Debugging R and C code in R

It is very rare for interesting code to contain no bugs at first writing. Hopefully the existence of these bugs will be detected by the code's tests, but why the bug occurs will still require work to establish: debugging.

All debugging involves a cycle of gathering data on the problem, formulating hypotheses about what might be causing the problem and then gathering further data to confirm or refute the hypotheses. Most people's first instinct is to do this by inserting print statements into the code to output the required data. This is only rarely the optimally time-efficient approach, and it is often better to use debugging tools.

These notes cover some tools for debugging R code, and C/C++ code called from R, in particular Mark Bravington's 'debug' package, the 'valgrind' memory error checker and 'gdb' used alone or via 'emacs' or 'DDD'. See also Writing R extensions (section 4).

The notes assume you are running Linux or similar. I used Ubuntu 16.04 (Sept 2019), and modified slightly after some problems with emacs debugging on Ubuntu 20.04.

Debugging R code

R provides functions 'debug', 'debugcall', 'trace' and 'traceback' for debugging R functions. See their help files for further information. Rstudio also offers debugging facilities. Personally I prefer Mark Bravington's 'debug' package.

Within R options( repos= c( "https://markbravington.github.io/Rmvb-repo", getOption( "repos"))) and then install.packages("debug") .
require(debug) within R.
'mtrace' sets a routine up for debugging. e.g. mtrace(lm)
To debug the routine, just call it, e.g. lm(rnorm(10)~runif(10))
This produces a separate source code window highlighting the next line of code to execute in green, while in the R window the prompt changes to D(1)> .
1. At the prompt you can enter R commands in the usual way --- which allows variables to be examined.
2. Simply pressing return executes the current line of code.
3. Breakpoints are set using the 'bp' function.
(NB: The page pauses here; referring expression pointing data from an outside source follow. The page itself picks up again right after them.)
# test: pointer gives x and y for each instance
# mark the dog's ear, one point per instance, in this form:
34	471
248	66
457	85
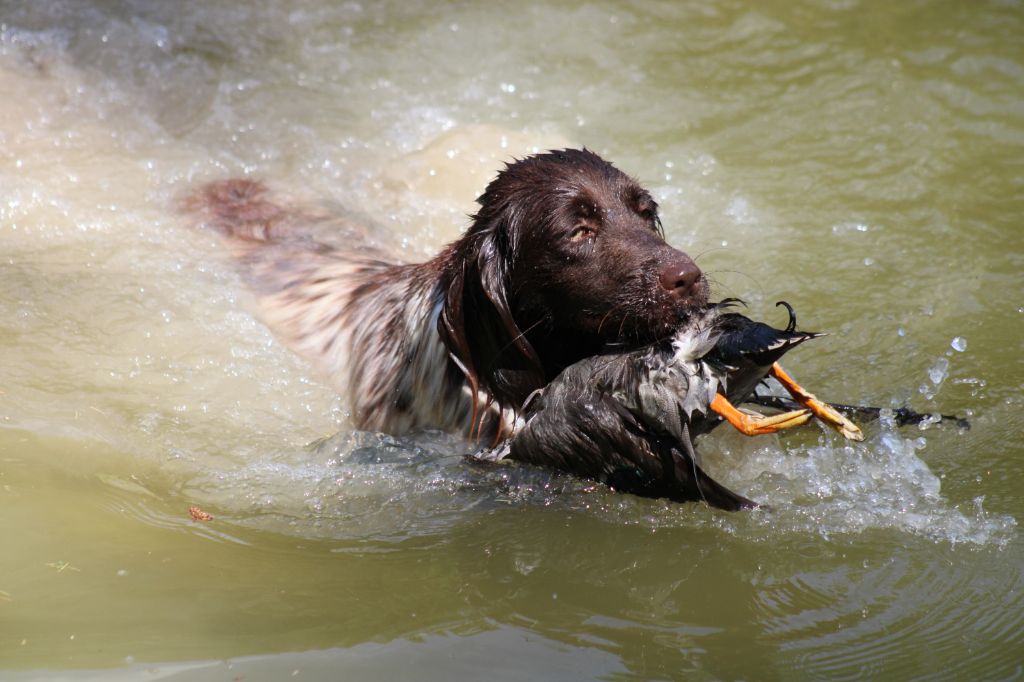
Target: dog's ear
477	324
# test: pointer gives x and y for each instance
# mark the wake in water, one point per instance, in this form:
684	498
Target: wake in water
361	485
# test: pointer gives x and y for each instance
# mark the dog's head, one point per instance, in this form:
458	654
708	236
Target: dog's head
565	255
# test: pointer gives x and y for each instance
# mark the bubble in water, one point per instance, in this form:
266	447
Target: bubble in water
938	372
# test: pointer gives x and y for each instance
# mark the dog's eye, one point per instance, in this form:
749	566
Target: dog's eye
582	232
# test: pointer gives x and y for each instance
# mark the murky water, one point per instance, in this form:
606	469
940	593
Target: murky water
861	160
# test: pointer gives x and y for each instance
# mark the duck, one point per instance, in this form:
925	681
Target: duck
629	418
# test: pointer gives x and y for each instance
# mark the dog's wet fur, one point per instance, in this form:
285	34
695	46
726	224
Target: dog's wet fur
564	256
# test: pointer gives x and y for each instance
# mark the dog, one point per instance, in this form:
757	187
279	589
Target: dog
565	256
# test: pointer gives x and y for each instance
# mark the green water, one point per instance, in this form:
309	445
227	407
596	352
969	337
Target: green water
863	161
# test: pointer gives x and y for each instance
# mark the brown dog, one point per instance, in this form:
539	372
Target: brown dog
564	256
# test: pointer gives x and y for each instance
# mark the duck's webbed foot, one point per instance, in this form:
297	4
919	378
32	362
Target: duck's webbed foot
753	424
822	411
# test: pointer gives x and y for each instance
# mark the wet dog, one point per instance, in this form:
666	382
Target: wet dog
629	419
564	256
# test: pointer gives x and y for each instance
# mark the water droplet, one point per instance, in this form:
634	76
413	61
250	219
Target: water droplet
938	372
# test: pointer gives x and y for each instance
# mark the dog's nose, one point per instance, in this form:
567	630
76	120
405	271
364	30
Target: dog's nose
681	278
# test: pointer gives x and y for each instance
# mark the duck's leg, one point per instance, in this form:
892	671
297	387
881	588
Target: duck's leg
749	424
822	411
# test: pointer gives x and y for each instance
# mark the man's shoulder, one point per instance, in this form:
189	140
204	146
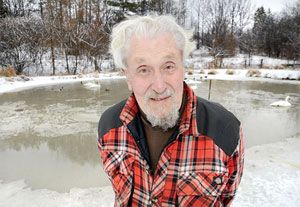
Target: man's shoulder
110	118
214	121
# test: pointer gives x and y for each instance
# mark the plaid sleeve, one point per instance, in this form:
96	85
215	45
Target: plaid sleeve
235	166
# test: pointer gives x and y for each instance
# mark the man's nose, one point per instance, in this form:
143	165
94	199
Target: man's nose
159	84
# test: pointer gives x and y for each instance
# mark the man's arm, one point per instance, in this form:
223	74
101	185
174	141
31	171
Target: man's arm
235	167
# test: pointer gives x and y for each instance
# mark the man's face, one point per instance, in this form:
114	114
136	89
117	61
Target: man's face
155	75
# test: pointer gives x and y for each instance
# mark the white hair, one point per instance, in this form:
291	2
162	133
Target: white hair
147	26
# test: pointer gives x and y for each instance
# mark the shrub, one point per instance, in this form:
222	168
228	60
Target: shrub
212	72
8	71
230	72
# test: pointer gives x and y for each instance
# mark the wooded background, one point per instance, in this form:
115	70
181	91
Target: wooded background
78	30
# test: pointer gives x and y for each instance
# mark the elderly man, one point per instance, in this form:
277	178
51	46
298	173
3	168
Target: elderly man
164	146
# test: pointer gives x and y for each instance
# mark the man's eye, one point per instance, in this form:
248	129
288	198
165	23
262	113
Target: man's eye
143	70
170	67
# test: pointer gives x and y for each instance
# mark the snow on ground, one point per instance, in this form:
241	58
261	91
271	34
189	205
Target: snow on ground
271	178
19	83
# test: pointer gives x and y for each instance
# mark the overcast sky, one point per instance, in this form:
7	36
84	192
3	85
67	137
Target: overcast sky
274	5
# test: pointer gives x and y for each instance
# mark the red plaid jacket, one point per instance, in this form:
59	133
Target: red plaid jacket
201	166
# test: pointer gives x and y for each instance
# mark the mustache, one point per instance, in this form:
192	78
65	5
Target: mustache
154	95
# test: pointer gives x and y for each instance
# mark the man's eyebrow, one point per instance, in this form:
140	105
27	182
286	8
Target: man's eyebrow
170	56
139	60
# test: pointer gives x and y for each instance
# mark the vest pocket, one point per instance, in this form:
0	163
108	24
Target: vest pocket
118	166
195	188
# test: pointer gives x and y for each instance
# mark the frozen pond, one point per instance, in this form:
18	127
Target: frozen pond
48	134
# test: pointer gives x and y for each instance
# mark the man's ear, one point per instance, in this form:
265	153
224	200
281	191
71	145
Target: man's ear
125	71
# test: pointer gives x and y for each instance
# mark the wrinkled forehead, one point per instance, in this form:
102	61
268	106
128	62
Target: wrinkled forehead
168	52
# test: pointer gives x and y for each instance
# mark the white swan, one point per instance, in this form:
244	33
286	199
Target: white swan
282	103
92	86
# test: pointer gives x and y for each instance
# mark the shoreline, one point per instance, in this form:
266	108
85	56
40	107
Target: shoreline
19	83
For example:
  1. bp(101) sets a breakpoint at line 101 of the current function, while bp(101,FALSE) turns it off again. The location of breakpoints show up in the source code window.
  2. bp(12,i>6,foo) sets a breakpoint at line 12 of function foo. Execution will halt there if the condition 'i>6' is met.
  See ?bp for more.
4. go() runs to completion, an error, or the next breakpoint.
5. To step into a function, either mtrace it or set a breakpoint in it.
6. qqq() quits the debugger.
Here is a screenshot of the debugger stopped at a breakpoint set at line 8 of lm .

There are a few minor issues which you may encounter.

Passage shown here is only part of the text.